We are working on understanding the conformational properties, dynamics, and phase behavior of polymers in ionic liquids and DES. We start with the development of a first-principles force field, coarse-grain this to obtain a model for which long simulations can be performed, and then use machine learning methods to obtain the phase behavior.

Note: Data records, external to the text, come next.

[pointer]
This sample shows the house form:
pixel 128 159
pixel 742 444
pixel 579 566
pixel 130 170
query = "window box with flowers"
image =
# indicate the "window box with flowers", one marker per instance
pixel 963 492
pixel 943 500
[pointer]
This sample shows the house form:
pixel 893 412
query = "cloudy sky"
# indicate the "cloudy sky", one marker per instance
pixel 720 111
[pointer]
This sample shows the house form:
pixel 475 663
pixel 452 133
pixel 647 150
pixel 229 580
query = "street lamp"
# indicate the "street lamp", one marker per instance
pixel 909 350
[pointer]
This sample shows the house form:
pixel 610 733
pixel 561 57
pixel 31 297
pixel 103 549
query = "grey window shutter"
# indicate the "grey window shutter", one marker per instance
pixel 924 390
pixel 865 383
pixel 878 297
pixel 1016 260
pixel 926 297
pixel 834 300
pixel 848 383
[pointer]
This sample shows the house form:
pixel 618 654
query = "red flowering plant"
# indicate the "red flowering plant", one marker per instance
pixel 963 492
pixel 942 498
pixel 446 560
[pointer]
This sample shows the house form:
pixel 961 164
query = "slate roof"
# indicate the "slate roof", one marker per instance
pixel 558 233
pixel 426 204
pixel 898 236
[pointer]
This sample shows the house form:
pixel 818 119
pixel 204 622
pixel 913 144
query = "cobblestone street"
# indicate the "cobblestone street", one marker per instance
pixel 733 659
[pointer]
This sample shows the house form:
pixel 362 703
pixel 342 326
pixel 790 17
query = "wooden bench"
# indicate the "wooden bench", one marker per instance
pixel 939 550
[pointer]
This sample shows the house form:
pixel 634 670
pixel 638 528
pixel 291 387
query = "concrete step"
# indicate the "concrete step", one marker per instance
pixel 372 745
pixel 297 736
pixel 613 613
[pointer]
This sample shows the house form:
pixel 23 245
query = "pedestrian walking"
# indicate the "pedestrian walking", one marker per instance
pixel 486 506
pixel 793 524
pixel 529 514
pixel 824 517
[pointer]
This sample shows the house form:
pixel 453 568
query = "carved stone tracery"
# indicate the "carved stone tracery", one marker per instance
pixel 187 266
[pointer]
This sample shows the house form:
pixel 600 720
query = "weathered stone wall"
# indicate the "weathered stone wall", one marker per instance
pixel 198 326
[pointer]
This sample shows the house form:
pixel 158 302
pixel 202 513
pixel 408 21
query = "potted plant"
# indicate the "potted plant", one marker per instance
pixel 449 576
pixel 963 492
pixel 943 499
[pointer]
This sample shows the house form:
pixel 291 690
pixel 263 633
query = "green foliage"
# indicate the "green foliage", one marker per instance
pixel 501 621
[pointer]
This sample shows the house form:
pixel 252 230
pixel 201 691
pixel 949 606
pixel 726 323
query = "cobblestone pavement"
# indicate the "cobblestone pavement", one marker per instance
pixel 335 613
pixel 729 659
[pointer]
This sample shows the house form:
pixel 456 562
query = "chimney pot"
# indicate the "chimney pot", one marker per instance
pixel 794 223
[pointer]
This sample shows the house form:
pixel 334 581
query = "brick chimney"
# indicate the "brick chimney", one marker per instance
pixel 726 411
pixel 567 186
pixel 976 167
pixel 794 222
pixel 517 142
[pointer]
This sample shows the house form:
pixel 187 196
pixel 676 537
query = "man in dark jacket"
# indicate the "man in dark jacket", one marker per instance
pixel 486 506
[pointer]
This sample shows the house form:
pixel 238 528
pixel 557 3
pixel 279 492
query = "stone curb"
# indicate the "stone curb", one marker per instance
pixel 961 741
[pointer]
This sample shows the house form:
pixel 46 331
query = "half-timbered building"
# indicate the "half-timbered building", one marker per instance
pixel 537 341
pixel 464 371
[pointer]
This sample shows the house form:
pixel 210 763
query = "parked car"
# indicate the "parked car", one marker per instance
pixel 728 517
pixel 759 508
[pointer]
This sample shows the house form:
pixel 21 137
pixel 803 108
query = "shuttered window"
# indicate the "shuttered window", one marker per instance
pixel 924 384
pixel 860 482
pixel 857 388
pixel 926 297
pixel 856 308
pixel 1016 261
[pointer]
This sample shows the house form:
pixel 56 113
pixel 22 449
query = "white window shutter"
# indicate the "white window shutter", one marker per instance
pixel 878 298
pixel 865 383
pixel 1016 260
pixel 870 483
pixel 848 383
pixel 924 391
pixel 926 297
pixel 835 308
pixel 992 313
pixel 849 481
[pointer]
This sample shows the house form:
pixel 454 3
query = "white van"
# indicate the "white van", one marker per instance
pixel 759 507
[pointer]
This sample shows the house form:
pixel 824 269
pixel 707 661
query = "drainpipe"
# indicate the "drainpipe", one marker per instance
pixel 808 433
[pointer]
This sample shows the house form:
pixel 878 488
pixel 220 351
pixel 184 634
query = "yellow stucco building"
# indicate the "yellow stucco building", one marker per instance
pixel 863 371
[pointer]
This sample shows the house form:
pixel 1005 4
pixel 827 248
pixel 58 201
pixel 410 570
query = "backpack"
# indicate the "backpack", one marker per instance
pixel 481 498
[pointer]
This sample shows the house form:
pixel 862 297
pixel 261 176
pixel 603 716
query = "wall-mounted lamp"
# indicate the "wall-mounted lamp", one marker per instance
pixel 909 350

ELECTROLYTES FOR LITHIUM BATTERY APPLICATIONS

Cauliflower and broccoli shapes
Cauliflower and broccoli shapes of Lithium dendrites

Designing battery electrolytes for lithium-ion batteries has been a topic of extensive research for decades. The ideal electrolyte must have a high conductivity as well has high Li ion transference number, i.e., fraction of current carried by the Lithium ions. The conductivity is very sensitive to the nature of the anions. For example, Lithium bis(trifluoromethane) sulfonimide (LiTFSI) has a high conductivity, but the chemically similar Lithium trifluoromethanesulfonate (LiOTf) shows poor conductivity. In our group we are developing atomistic and coarse-grained force fields to study the effect of solvent and anion types on the dynamics of Lithium ions.

A challenging and longstanding problem is the formation of Lithium dendrites in batteries. We are using very coarse models in an effort to elucidate the general principles behind dendrite formation and growth. In a simple model where the Lithium ions are spheres, and the rest of the electrolyte is a continuum we find that the important effects are due to the self-diffusion constant and the local electric field. The dendrites transform from a cauliflower to broccoli shape as the diffusion constant and electric field decrease. We are working towards obtaining a molecular explanation by connecting these studies to the simulation studies using more detailed molecular models.